Furthermore, a company's story and personal branding can help align potential talent with the company's values. Potential talent who are in search of a new job want to know how their future employer matches up against their competitors. For example CEO of Gravity Payment, Dan Price became famous overnight because he took a little over a million-dollar pay cut, in order to pay his employees $70,000 a year. 

With employee retention more crucial than ever, now is the time to utilize every tool in your arsenal to connect with future employees and inspire them with a concise brand story. Here's how you can use your company's origin story to inspire future employees and build lasting employee retention. 

Start with the 'Spark'

No matter how long ago it was, you never truly forget the moment you had the 'ah-ha' idea that kickstarted your business. 

When telling your brand story to prospective employees, start at the very beginning with the moment you knew this idea could be something big. There's a reason why folks love the thought of Steve Jobs having a fascination with computers and tinkering with the machines in his garage -- people connect with stories that remind them of their own experiences. 

Whether you are solving a world-wide problem, building a better mouse trap, or finally taking the plunge to get into business for yourself, always start with your lightbulb moment. 

Be Transparent 

Transparency is key when it comes to fostering and building relationships of all types.

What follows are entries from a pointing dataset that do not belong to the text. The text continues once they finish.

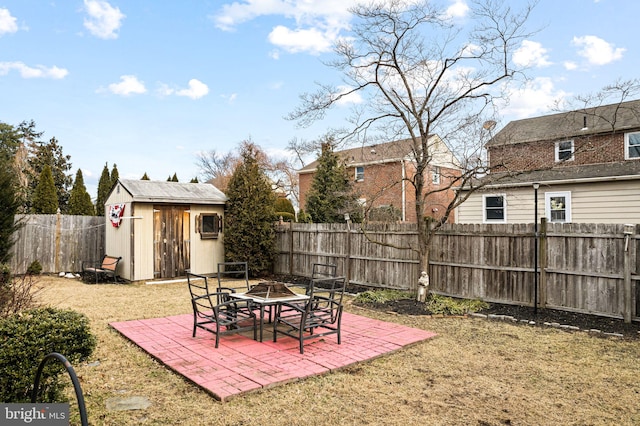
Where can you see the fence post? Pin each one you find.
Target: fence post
(347, 265)
(56, 255)
(626, 283)
(291, 248)
(544, 262)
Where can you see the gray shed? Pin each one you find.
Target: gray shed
(162, 229)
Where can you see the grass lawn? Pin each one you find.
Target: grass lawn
(475, 372)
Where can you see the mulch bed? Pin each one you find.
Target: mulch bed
(583, 321)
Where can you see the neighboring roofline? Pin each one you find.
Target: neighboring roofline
(555, 182)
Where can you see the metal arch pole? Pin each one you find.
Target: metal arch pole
(74, 379)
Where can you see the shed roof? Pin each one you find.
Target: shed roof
(172, 192)
(390, 152)
(601, 119)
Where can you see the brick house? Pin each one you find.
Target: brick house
(586, 163)
(380, 173)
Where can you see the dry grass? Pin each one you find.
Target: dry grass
(476, 372)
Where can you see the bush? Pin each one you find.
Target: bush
(286, 216)
(27, 338)
(449, 306)
(16, 293)
(5, 274)
(34, 268)
(381, 296)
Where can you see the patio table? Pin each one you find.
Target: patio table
(268, 298)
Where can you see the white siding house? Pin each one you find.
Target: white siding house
(166, 228)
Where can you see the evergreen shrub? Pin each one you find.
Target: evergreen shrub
(26, 338)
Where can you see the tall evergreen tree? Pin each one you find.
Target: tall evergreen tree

This is certainly true with prospective talent, who can often smell overly polished corporate lingo (the kind you find on almost everyone's 'about us' website pages) from a thousand yards away. 

When telling your brand's origin story, try to stay candid and don't gloss over the parts that may seem a bit messy. By discussing your successes as well as your shortcomings, you are automatically building trust between both parties. Being open about your company's journey can also highlight your current company culture, and subtly show how future employees can expect to be treated when challenges arise. 

Lead With Passion 

Remember that feeling you had when you first started your business and everything was bright, shiny and new? When every meeting was exhilarating and every new idea dramatically shaped the direction of the company? 

While the day-to-day of running your business might have dampened this initial spark of passion (though we certainly hope not), it's so important to be able to share the original excitement you felt on day one with anyone who is thinking of joining your company. 

Practice your origin story like you would practice an elevator pitch. Keep it concise, convey your passion and your why and, when in doubt, choose radical honesty.